Three young men of Palestinian descent who were in Burlington for a Thanksgiving holiday gathering were shot and injured — one seriously — near the University of Vermont, police said Sunday. Authorities said the attack may have been a hate crime.
Police are searching for the shooting suspect after the attack, which occurred at about 6:25 p.m. Saturday near the UVM campus, Burlington Police Chief Jon Murad said.
Two of the men are in stable condition and the other suffered “much more serious injuries,” Murad said Sunday. The three, all age 20, were visiting the home of one of the victim’s relatives and were walking when they were confronted by a white man with a handgun.
“Without speaking, he discharged at least four rounds from the pistol and is believed to have fled,” Murad said in a news release. “All three victims were struck, two in their torsos and one in the lower extremities.”
Murad said all three men are of Palestinian descent and expressed deepest sympathies for the men and their families. Two are U.S. citizens and one is a legal resident. Two of the men were wearing the black-and-white Palestinian keffiyeh scarves.
Murad said there is no additional information to suggest a motive.
“In this charged moment, no one can look at this incident and not suspect that it may have been a hate-motivated crime. And I have already been in touch with federal investigatory and prosecutorial partners to prepare for that if it’s proven,” he said in a news release.
He added, “The fact is that we don’t yet know as much as we want to right now. But I urge the public to avoid making conclusions based on statements from uninvolved parties who know even less.”
Earlier Sunday, the American-Arab Anti-Discrimination Committee released a statement saying that the victims were Palestinian American college students and that there is “reason to believe this shooting occurred because the victims are Arab.”
It said a man shouted and harassed the victims, who were conversing in Arabic, then proceeded to shoot them.
The FBI said it is aware of the shootings.
“If, in the course of the local investigation, information comes to light of a potential federal violation, the FBI is prepared to investigate,” Sarah Ruane, an FBI spokesperson based in Albany, New York, said in a statement.
The White House said that President Joe Biden was briefed on the shooting and will continue to receive updates as law enforcement gathers more information.
The Council on American-Islamic Relations said in a statement that it has offered a $10,000 reward for information leading to an arrest or conviction of the person or people responsible for the shootings.

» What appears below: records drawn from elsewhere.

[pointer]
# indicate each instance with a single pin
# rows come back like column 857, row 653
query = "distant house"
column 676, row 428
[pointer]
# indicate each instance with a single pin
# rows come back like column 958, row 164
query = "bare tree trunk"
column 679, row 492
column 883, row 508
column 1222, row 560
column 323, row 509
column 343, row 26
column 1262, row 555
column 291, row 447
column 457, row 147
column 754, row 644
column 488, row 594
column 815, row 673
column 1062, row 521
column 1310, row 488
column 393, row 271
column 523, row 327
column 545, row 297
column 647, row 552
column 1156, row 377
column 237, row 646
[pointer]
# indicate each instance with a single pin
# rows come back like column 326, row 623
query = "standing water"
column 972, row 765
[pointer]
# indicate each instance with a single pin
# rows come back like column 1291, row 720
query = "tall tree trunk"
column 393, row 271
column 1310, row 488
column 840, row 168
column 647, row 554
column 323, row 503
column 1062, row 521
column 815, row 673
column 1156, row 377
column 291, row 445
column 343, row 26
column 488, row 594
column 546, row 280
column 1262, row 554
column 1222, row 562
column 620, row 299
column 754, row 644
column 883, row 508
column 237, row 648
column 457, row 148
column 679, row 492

The Institute for Middle East Understanding provided a statement on X, formerly known as Twitter, that it described as being from the families of the victims.

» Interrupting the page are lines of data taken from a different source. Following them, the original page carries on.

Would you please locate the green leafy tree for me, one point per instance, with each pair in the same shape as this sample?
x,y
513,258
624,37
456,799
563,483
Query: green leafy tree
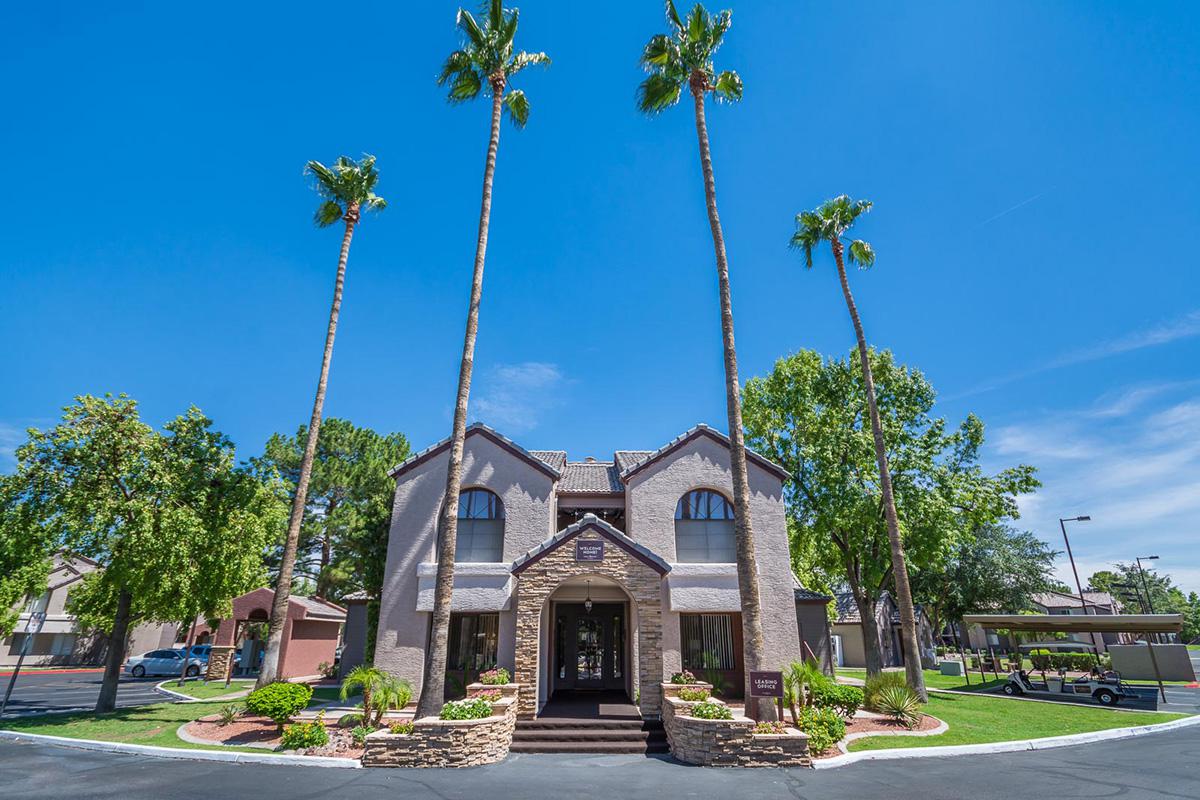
x,y
809,415
347,190
675,60
829,223
175,527
994,569
484,65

“We are extremely concerned about the safety and well-being of our children,” it said. “We call on law enforcement to conduct a thorough investigation, including treating this as a hate crime. We will not be comfortable until the shooter is brought to justice.”
In response to the shooting, U.S. House Minority Leader Hakeem Jeffries encouraged people to “unequivocally denounce the startling rise of anti-Arab hate and Islamophobia in America.”
“No one should ever be targeted for their ethnicity or religious affiliation in our country,” the New York Democrat said in the statement posted on X. “We will not let hatred win.”
Sen. Bernie Sanders, the Vermont Independent, also denounced the shooting.
“It is shocking and deeply upsetting that three young Palestinians were shot here in Burlington, VT. Hate has no place here, or anywhere. I look forward to a full investigation,” Sanders said in a statement.
Burlington Mayor Miro Weinberger said that any indication that the shooting could have been motivated by hate is “chilling.”
Gov. Phil Scott called it a tragedy, calling on the state’s residents to unite and “not let this incident incite more hate or divisiveness.”
The Vermont-New Hampshire chapter of Jewish Voice For Peace, which has urged an end to the Israel-Hamas war, released a statement saying it was “appalled by the shooting.”
“We are in solidarity with the students, their families and all those affected by this clear act of hate,” the organization said Sunday. “We are in solidarity with all Palestinian people in occupied Palestine, around the world, and here in Vermont — and we are committed to creating a Vermont that is safe and welcoming for all.”
The American Jewish Committee, an advocacy organization for Jewish people worldwide, also said via X it was “horrified” by the attack and urged “law enforcement to investigate this act as a possible hate crime.”
Demonstrations have been widespread and tensions are escalating in the U.S. as the death toll rises in the Israel-Hamas war. A fragile cease-fire between Israel and Hamas was back on track Sunday as the militants freed more hostages and Israel released 39 Palestinian prisoners, all young men. It’s the third exchange under a four-day truce deal.